분석 Python/Visualization
[seaborn] clustermap, heatmap으로 시각화하기
데이터분석뉴비
2020. 8. 20. 21:07
728x90
import seaborn as sns
import sklearn
from sklearn.datasets import load_diabetes , load_wine
data_dict = load_wine()
data = pd.DataFrame(data_dict.data,columns=data_dict.feature_names)
lut = dict(zip(data_dict.target_names, "rbg"))
change = dict(zip(np.unique(data_dict.target) , data_dict.target_names))
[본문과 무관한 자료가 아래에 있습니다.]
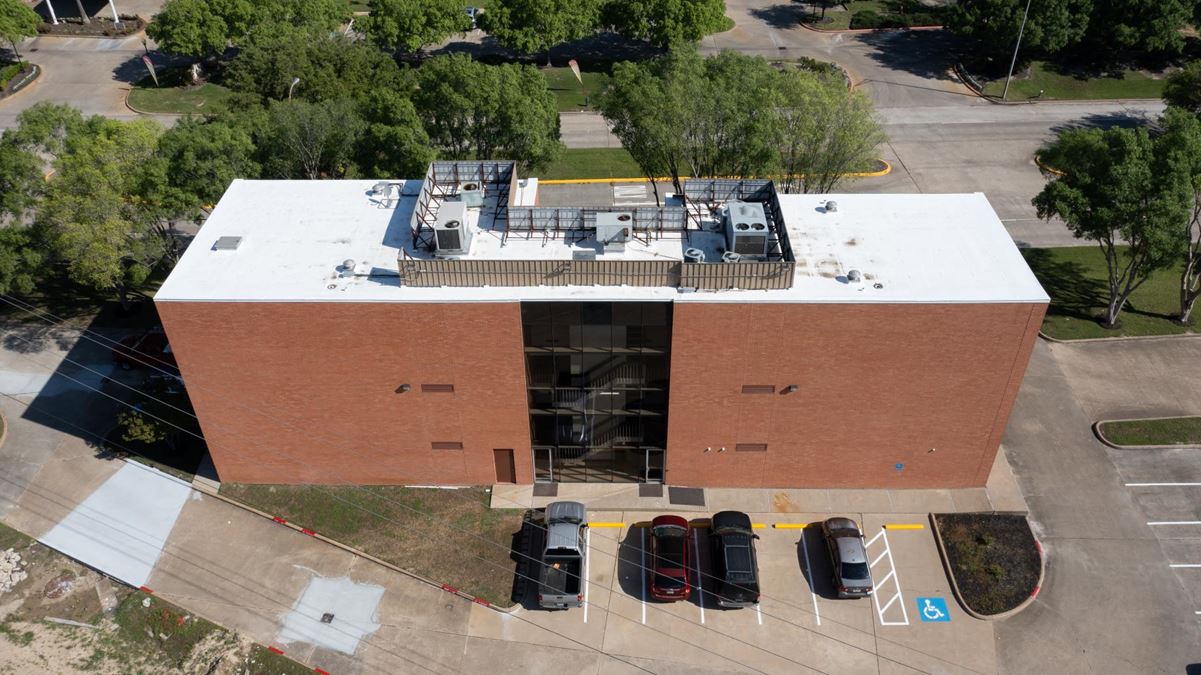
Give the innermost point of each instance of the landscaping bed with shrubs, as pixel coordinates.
(993, 559)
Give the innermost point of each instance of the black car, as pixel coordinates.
(735, 565)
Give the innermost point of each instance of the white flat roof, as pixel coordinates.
(297, 233)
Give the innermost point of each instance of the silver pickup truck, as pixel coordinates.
(561, 573)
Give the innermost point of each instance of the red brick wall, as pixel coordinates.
(878, 384)
(305, 392)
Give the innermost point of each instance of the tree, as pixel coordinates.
(1113, 191)
(394, 143)
(664, 23)
(191, 28)
(993, 24)
(471, 109)
(1182, 89)
(536, 25)
(96, 214)
(311, 139)
(824, 131)
(1141, 25)
(27, 151)
(329, 66)
(197, 160)
(1181, 144)
(17, 22)
(411, 24)
(204, 28)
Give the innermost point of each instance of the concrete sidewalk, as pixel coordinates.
(1001, 494)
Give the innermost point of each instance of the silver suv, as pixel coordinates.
(848, 556)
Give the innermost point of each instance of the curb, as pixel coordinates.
(1100, 435)
(864, 30)
(955, 585)
(885, 171)
(24, 82)
(1119, 338)
(352, 550)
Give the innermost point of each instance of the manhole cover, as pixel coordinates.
(59, 586)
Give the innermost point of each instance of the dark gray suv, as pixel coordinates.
(848, 556)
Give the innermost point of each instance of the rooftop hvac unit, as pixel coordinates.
(614, 230)
(452, 237)
(746, 230)
(472, 195)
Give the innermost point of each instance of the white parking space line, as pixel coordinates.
(700, 581)
(587, 548)
(643, 530)
(808, 571)
(890, 577)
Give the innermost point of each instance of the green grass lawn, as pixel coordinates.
(406, 537)
(592, 162)
(1075, 279)
(1055, 84)
(569, 93)
(1170, 431)
(207, 97)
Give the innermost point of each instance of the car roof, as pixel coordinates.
(566, 512)
(850, 549)
(732, 520)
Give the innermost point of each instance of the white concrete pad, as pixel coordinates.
(120, 529)
(353, 607)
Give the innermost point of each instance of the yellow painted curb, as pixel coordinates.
(885, 171)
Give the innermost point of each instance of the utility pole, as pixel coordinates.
(1016, 45)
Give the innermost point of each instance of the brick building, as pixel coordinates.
(447, 330)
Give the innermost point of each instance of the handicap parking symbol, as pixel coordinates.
(933, 609)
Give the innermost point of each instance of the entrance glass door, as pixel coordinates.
(543, 465)
(653, 466)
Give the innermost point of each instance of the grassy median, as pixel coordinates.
(448, 536)
(1075, 278)
(1166, 431)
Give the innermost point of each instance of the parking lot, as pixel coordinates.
(799, 625)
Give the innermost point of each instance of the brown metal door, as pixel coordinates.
(506, 471)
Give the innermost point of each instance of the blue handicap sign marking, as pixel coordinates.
(933, 609)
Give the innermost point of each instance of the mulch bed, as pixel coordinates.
(99, 27)
(993, 557)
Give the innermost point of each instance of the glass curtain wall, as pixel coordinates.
(598, 389)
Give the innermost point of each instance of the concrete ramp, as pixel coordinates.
(121, 527)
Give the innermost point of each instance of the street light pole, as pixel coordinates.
(1016, 45)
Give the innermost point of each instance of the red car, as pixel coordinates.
(669, 559)
(149, 350)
row_colors = pd.Series(data_dict.target).map(change).map(lut)
change , lut
Correlation Clustermap
from sklearn.preprocessing import MinMaxScaler
m = MinMaxScaler(feature_range=(-1,1))
data_num_minmax = m.fit_transform(data)
data_num_minmax = pd.DataFrame(data_num_minmax ,
columns=data.columns.tolist())
sns.clustermap(data_num_minmax,
annot = False,
cmap = 'RdYlBu_r',
vmin = -1, vmax = 1,
figsize=(15,15),
metric="correlation"
)
## https://seaborn.pydata.org/examples/structured_heatmap.html
Correlation Clustermap + row_colors
sns.clustermap(data_num_minmax,
annot = False, # 실제 값 화면에 나타내기
cmap = 'RdYlBu_r', # Red, Yellow, Blue 색상으로 표시
vmin = -1, vmax = 1, #컬러차트 -1 ~ 1 범위로 표시
figsize=(15,15),
metric="correlation",
row_colors=row_colors)
Correlation Heatmap
corr_matrix = data.corr().abs()
mask = np.zeros_like(corr_matrix, dtype=np.bool)
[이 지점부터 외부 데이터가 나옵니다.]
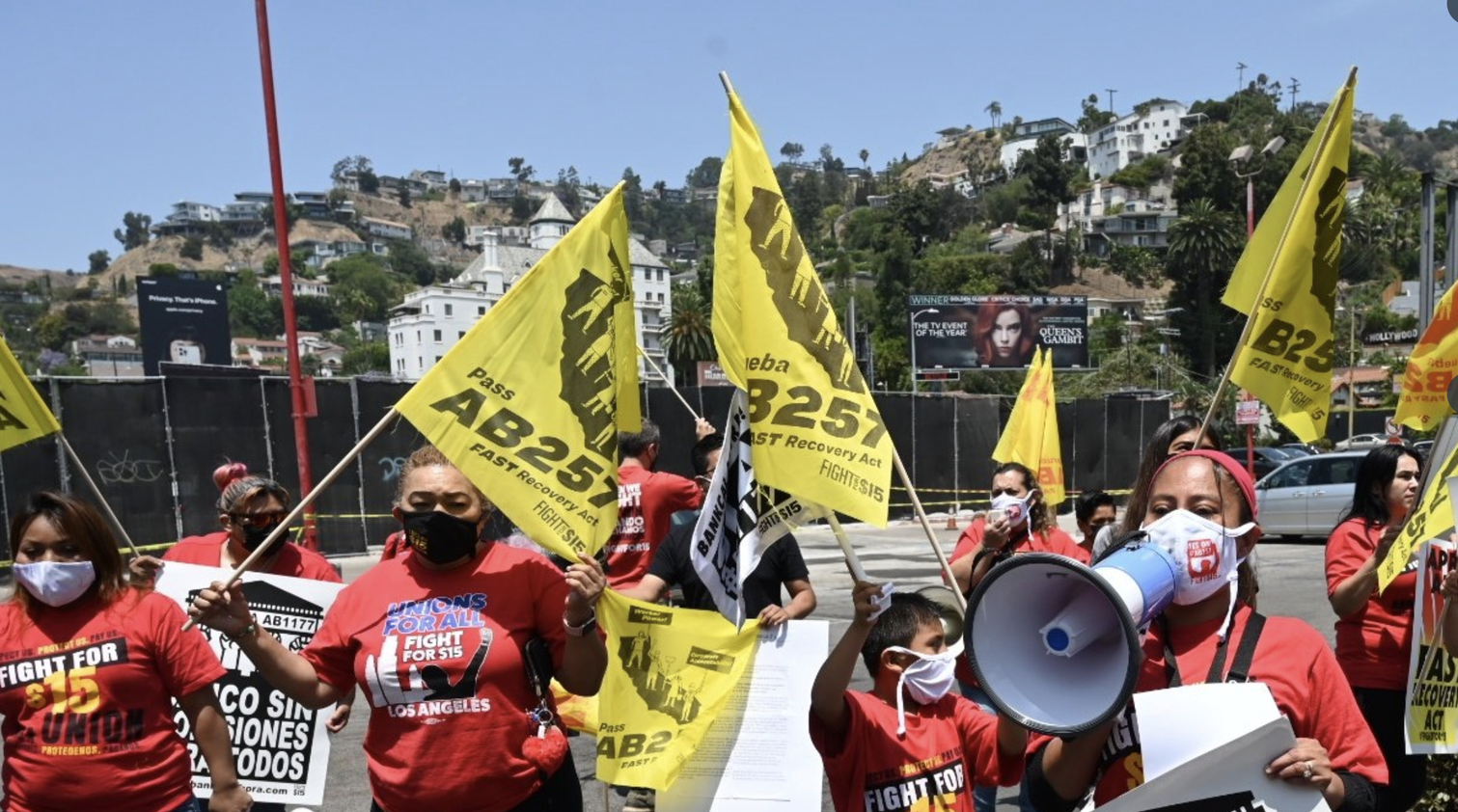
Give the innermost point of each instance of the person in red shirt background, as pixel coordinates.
(1193, 498)
(439, 641)
(646, 501)
(88, 672)
(1375, 629)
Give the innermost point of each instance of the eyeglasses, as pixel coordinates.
(259, 519)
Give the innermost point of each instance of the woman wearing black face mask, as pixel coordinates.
(438, 641)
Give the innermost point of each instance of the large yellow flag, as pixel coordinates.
(670, 675)
(1032, 436)
(530, 402)
(1286, 280)
(818, 433)
(1431, 369)
(1431, 518)
(23, 416)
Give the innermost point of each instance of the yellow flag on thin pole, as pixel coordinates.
(1431, 369)
(818, 433)
(1032, 436)
(23, 416)
(1286, 280)
(530, 402)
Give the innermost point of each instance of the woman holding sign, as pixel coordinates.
(442, 641)
(88, 672)
(1203, 501)
(1375, 629)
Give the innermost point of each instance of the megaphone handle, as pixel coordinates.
(852, 560)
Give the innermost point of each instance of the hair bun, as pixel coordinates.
(228, 474)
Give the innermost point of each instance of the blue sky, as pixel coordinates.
(114, 107)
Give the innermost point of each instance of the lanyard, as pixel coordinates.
(1240, 672)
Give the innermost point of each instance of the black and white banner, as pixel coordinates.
(282, 748)
(741, 518)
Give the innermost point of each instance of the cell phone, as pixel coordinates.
(536, 660)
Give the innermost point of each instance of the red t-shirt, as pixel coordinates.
(1292, 660)
(439, 655)
(86, 692)
(1374, 643)
(646, 501)
(1052, 541)
(873, 770)
(290, 558)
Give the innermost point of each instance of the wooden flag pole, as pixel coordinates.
(926, 527)
(304, 504)
(101, 498)
(671, 388)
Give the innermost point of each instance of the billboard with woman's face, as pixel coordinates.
(998, 331)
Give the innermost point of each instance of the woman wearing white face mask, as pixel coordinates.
(1375, 629)
(1201, 509)
(88, 674)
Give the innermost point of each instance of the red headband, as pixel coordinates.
(1235, 470)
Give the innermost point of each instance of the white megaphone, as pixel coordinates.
(1056, 643)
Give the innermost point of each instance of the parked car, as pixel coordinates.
(1360, 442)
(1307, 496)
(1267, 458)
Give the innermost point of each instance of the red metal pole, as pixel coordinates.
(280, 204)
(1250, 232)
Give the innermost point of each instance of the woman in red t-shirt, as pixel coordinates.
(1375, 629)
(88, 672)
(1203, 503)
(439, 640)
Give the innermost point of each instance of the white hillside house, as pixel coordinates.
(433, 318)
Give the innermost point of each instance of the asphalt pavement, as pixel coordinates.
(1292, 582)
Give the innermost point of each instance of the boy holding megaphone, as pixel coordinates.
(910, 741)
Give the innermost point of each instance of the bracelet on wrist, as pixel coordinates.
(248, 630)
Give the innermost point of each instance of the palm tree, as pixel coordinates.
(1204, 242)
(995, 111)
(688, 336)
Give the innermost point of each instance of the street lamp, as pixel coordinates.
(915, 313)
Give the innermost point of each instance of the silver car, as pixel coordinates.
(1307, 496)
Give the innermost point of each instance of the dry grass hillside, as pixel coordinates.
(973, 149)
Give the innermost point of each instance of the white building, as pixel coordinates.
(1136, 136)
(433, 318)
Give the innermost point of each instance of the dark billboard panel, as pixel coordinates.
(996, 331)
(182, 321)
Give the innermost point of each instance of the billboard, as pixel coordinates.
(182, 321)
(996, 331)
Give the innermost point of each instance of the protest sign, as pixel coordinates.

mask[np.triu_indices_from(mask)]= True
corr_matrix
corr_rel_check = (corr_matrix > 0.8).sum()-1
pd.DataFrame(corr_rel_check[corr_rel_check > 0]).T
import seaborn as sns
f, ax = plt.subplots(figsize=(15, 15))
heatmap = sns.heatmap(corr_matrix,
mask = mask,
square = True,
linewidths = .5,
cmap = 'RdYlBu_r',
cbar_kws = {'shrink': .4,
'ticks' : [0 , 0.25, 0.5, 0.75 , 1]},
vmin = 0,
vmax = 1,
annot = True,
annot_kws = {'size': 13}
)
sns.set_style({'xtick.bottom': True}, {'ytick.left': True})